Since February I have noticed that I am continuing to decline. Hate to admit it, but facts is facts. I notice it most notably in my hands. I was an accomplished guitarist. I was still able to play a little guitar in February. Today, that is not the case. I can barely hold a pick. Gripping objects in my hands is very challenging. My handwriting is terrible. On the nutritional front, I experience a fluctuating appetite.  I have lost 10-15 pounds since then as well, mostly in muscle mass. Swallowing has become harder.  I am scheduled to receive a feeding tube soon. I was firmly against this earlier, but it's funny how when staring the possibility of a quicker demise you suddenly become very open to other options. 

On the plus side, I continue with the Deanna protocol. I think it works in some ways, in some ways I think it's just fattening the wallet of the  pharmaceutical company. Who knows. I continue to do light yoga courtesy of my yoga teacher who comes to our house once a week, I do stretching and have an excellent masseuse. I purchased a rollator and have gotten over my manly ego to use it. In fact I used it to go to the little league game this morning and it made a huge difference. It's black and I'm going to put skull and crossbones decals on it.

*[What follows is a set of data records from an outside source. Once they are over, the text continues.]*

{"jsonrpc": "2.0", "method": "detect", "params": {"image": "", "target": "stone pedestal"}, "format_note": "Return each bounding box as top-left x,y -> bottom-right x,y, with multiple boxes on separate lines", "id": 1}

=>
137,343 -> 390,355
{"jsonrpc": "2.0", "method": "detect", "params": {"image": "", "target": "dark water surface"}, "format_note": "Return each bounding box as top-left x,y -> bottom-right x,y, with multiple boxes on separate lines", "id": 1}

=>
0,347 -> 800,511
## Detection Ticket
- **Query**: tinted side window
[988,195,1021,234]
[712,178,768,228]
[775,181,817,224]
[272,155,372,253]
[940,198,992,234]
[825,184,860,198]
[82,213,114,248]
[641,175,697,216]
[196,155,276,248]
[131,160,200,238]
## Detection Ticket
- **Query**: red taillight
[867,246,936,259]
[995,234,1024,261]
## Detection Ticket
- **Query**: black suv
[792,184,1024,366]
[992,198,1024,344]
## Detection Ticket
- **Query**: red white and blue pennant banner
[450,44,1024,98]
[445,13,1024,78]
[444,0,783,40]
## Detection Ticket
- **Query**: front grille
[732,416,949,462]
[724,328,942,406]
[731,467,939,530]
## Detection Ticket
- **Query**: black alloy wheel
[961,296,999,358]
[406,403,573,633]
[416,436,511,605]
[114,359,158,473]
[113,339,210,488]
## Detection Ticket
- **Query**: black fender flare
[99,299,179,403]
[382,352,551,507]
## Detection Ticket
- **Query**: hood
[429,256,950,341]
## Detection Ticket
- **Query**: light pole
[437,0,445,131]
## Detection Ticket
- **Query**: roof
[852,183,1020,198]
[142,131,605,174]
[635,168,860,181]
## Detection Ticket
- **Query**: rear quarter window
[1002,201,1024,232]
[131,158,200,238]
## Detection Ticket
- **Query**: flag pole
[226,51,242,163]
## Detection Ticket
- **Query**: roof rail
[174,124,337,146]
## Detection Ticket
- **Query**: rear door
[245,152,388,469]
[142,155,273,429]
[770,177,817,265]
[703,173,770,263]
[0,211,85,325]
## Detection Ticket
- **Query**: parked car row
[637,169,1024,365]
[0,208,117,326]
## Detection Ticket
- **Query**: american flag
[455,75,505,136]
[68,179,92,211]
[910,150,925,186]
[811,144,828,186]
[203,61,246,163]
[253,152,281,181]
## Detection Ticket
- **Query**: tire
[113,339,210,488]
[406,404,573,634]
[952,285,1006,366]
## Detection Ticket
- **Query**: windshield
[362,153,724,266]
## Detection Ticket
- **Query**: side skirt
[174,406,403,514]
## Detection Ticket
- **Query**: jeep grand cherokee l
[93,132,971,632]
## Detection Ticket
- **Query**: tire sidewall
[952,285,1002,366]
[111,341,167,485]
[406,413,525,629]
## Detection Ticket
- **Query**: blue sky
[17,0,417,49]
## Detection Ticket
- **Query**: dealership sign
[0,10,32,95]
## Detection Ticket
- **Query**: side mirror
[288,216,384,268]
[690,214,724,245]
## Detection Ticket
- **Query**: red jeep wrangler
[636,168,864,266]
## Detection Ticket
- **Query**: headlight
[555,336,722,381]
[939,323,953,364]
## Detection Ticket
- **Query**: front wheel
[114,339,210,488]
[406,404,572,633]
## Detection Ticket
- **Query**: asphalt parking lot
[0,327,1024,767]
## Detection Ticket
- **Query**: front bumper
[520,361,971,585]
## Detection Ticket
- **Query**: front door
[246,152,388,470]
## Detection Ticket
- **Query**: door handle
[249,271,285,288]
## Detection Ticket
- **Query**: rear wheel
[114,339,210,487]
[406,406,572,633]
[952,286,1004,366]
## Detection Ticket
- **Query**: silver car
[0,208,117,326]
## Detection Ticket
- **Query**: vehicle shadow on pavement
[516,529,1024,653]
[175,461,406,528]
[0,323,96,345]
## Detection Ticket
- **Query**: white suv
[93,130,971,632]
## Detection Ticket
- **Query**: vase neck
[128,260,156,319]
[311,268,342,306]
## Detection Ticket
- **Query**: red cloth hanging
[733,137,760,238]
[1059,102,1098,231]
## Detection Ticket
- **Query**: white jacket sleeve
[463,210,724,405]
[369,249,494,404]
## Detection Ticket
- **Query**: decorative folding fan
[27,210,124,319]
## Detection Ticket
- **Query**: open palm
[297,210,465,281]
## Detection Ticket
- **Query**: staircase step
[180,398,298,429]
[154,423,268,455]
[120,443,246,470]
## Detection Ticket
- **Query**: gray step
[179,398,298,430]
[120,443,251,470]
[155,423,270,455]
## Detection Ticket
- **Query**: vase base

In late February and March, my voice suddenly, inexplicably improved somewhat. I was able to have short conversations and be understood! Unfortunately this improvement has ended and it's worse as it ever was. Totally garbled. Oh well.

I am experiencing some breathing issues, mostly with intense coughing and wheezing. I am now using a Trilogy which is making a big difference in my overall energy level. Amazing device, although the sound of it is driving my wife crazy.

Speaking of my wife and driving her crazy, I am so incredibly lucky. Emma is amazingly helpful, I don't know how she finds the energy to take care of my increasing needs, and hold down a demanding job, a demanding kid, and a demanding husband. Thank you Emma.  My 11-yar-old son is also amazing. He’s very helpful in general, but what I find truly remarkable is that he’s not fazed by any other the mobility assistance devices or medical equipment hanging around. In fact, hes fully supportive of my using it. Did I say I’m lucky? Oh yeah, I did.

As I am getting more comfortable to share the news of my condition, I continue to reconnect with friends, some I have lost contact with over the years, all of which are willing to help. Its truly humbling.

I have many frustrations too, but I’m not going to go into that now.